Fonte Original: A atribuição exata é incerta, mas a citação é frequentemente associada ao pensamento de Bergson e aparece em várias compilações dos seus aforismos. Pode derivar das suas reflexões sobre a intuição e a perceção desenvolvidas em obras como 'A Evolução Criadora' (1907) ou 'Matéria e Memória' (1896).

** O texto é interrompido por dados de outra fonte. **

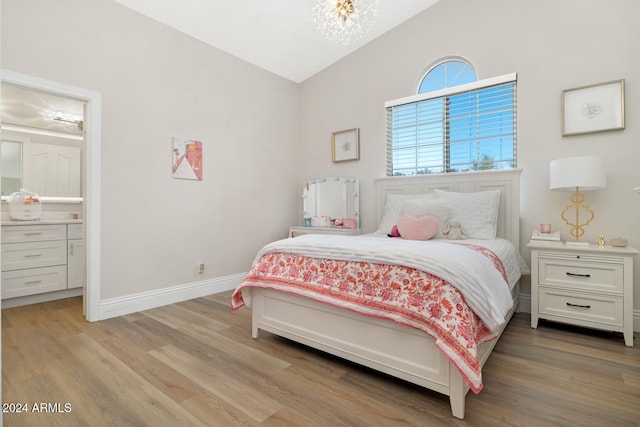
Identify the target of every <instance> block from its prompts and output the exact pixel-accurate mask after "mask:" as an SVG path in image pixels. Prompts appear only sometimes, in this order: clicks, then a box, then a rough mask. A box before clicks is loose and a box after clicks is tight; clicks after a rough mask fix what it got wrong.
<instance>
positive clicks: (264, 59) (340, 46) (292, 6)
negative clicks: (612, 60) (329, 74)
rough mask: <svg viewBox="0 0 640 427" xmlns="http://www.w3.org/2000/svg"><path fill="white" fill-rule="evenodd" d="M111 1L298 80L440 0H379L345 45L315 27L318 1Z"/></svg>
mask: <svg viewBox="0 0 640 427" xmlns="http://www.w3.org/2000/svg"><path fill="white" fill-rule="evenodd" d="M114 1H115V2H117V3H120V4H122V5H124V6H126V7H128V8H130V9H133V10H135V11H137V12H139V13H142V14H144V15H146V16H148V17H150V18H152V19H154V20H156V21H158V22H161V23H163V24H166V25H168V26H170V27H172V28H175V29H177V30H179V31H182V32H183V33H186V34H188V35H190V36H192V37H195V38H196V39H199V40H201V41H203V42H205V43H207V44H209V45H211V46H214V47H216V48H218V49H220V50H223V51H225V52H227V53H230V54H232V55H234V56H236V57H238V58H240V59H243V60H245V61H247V62H249V63H252V64H254V65H257V66H259V67H261V68H263V69H265V70H268V71H271V72H273V73H275V74H278V75H280V76H282V77H285V78H287V79H289V80H292V81H294V82H301V81H304V80H306V79H307V78H309V77H311V76H312V75H314V74H316V73H317V72H319V71H321V70H323V69H324V68H326V67H328V66H329V65H331V64H333V63H334V62H336V61H338V60H339V59H341V58H343V57H344V56H346V55H348V54H349V53H351V52H353V51H354V50H356V49H358V48H359V47H362V46H363V45H365V44H367V43H368V42H370V41H371V40H373V39H375V38H377V37H379V36H380V35H382V34H383V33H385V32H387V31H389V30H391V29H392V28H394V27H396V26H398V25H399V24H401V23H403V22H404V21H406V20H407V19H409V18H411V17H413V16H414V15H416V14H418V13H420V12H422V11H423V10H425V9H426V8H428V7H429V6H431V5H433V4H435V3H437V2H438V1H439V0H377V2H378V13H377V16H376V18H375V23H374V24H373V25H372V26H371V29H370V31H369V33H368V34H367V36H366V37H365V38H363V39H361V40H359V41H356V42H353V43H351V44H348V45H341V44H338V43H335V42H333V41H330V40H327V39H325V38H324V37H323V36H322V35H321V34H320V33H319V32H318V30H317V27H316V24H315V23H314V22H313V21H312V16H313V14H312V9H313V6H314V4H315V3H316V2H317V0H241V1H238V0H209V1H202V0H163V1H159V0H114ZM370 1H373V0H370ZM356 5H357V3H356Z"/></svg>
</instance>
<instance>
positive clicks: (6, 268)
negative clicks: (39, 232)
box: [2, 240, 67, 271]
mask: <svg viewBox="0 0 640 427" xmlns="http://www.w3.org/2000/svg"><path fill="white" fill-rule="evenodd" d="M66 263H67V241H66V240H55V241H50V242H29V243H6V244H3V245H2V271H9V270H21V269H25V268H36V267H49V266H53V265H65V264H66Z"/></svg>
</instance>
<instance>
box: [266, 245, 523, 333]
mask: <svg viewBox="0 0 640 427" xmlns="http://www.w3.org/2000/svg"><path fill="white" fill-rule="evenodd" d="M459 243H471V242H470V241H459ZM473 244H477V241H473ZM274 252H284V253H295V254H299V255H303V256H308V257H314V258H330V259H340V260H345V261H363V262H372V263H380V264H397V265H402V266H405V267H410V268H415V269H419V270H423V271H426V272H428V273H431V274H434V275H436V276H438V277H440V278H441V279H443V280H446V281H447V282H449V283H450V284H451V285H453V286H455V287H456V288H457V289H458V290H459V291H460V292H461V293H462V295H463V296H464V298H465V300H466V301H467V304H469V306H470V307H471V309H472V310H473V311H474V312H475V313H476V314H477V315H478V317H479V318H480V319H481V320H482V321H483V322H484V324H485V325H486V327H487V328H488V329H489V330H490V331H492V332H494V331H496V330H497V329H498V328H499V327H500V326H501V325H502V324H503V323H504V321H505V316H506V315H507V313H508V312H509V310H510V309H511V307H512V305H513V301H512V298H511V292H510V290H509V284H508V283H506V282H505V279H504V278H503V276H502V274H501V273H500V272H499V271H498V270H497V269H496V268H495V266H494V265H493V263H492V262H491V261H490V260H489V259H488V258H487V257H486V256H484V255H482V254H480V253H478V252H477V251H475V250H473V249H470V248H468V247H465V246H463V245H457V244H453V243H451V241H446V240H430V241H427V242H424V241H415V240H403V239H393V238H381V237H379V236H374V235H364V236H358V237H353V236H333V235H321V234H306V235H302V236H299V237H296V238H293V239H284V240H278V241H276V242H273V243H270V244H268V245H266V246H265V247H263V248H262V250H261V251H260V252H259V253H258V255H257V256H256V261H258V260H259V259H260V258H262V256H263V255H265V254H268V253H274Z"/></svg>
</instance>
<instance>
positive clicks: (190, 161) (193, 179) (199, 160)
mask: <svg viewBox="0 0 640 427" xmlns="http://www.w3.org/2000/svg"><path fill="white" fill-rule="evenodd" d="M172 148H173V150H172V153H173V177H174V178H178V179H193V180H197V181H202V142H201V141H195V140H193V139H185V138H176V137H174V138H173V147H172Z"/></svg>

Citação Original: L'œil ne voit que ce que l'esprit est préparé à comprendre.

Exemplos de Uso

  • Um médico e um leigo olham para uma radiografia: o médico vê um diagnóstico, o leigo vê formas abstratas em tons de cinza.
  • Numa discussão política, apoiantes de lados opostos interpretam o mesmo discurso de formas radicalmente diferentes, conforme as suas convicções.
  • Um aluno, após uma aula sobre impressionismo, começa a 'ver' a luz e a cor num quadro de Monet de uma forma que antes lhe escapava.

Variações e Sinônimos

  • Vemos o mundo não como ele é, mas como nós somos.
  • A mente é o seu próprio lugar, e em si mesma pode fazer um céu do inferno, um inferno do céu. (John Milton)
  • Não há fatos, apenas interpretações. (Friedrich Nietzsche, em espírito semelhante)
  • Quem só tem um martelo vê todos os problemas como pregos.

Curiosidades

Bergson foi tão popular no início do século XX que as suas palestras no Collège de France atraíam tanto a alta sociedade parisiense que era necessário um serviço de ordem especial para controlar as multidões, um fenómeno raro para um filósofo.

Perguntas Frequentes

O que significa 'a mente está preparada' na citação de Bergson?
Significa o conjunto de conhecimentos, experiências, crenças e estruturas cognitivas que um indivíduo possui e que atuam como um filtro ou lente através da qual ele interpreta os dados sensoriais.
Esta ideia contradiz a ciência objetiva?
Não necessariamente. Bergson não nega a realidade exterior, mas enfatiza que o acesso humano a ela é sempre mediado e interpretado pela mente. A própria ciência reconhece a necessidade de teorias e modelos (preparo da mente) para compreender os dados observados.
Como posso aplicar esta ideia no dia a dia?
Praticando a humildade intelectual: lembrar que a sua perceção é uma interpretação, não a verdade absoluta. Isto promove a empatia, o diálogo e a abertura para novas perspetivas, especialmente em desacordos.
Bergson era um relativista?
Não de forma radical. Ele acreditava numa realidade em fluxo (a duração), acessível principalmente através da intuição. A citação destaca a condição humana da perceção, mas não implica que todas as interpretações sejam igualmente válidas ou que não haja verdade.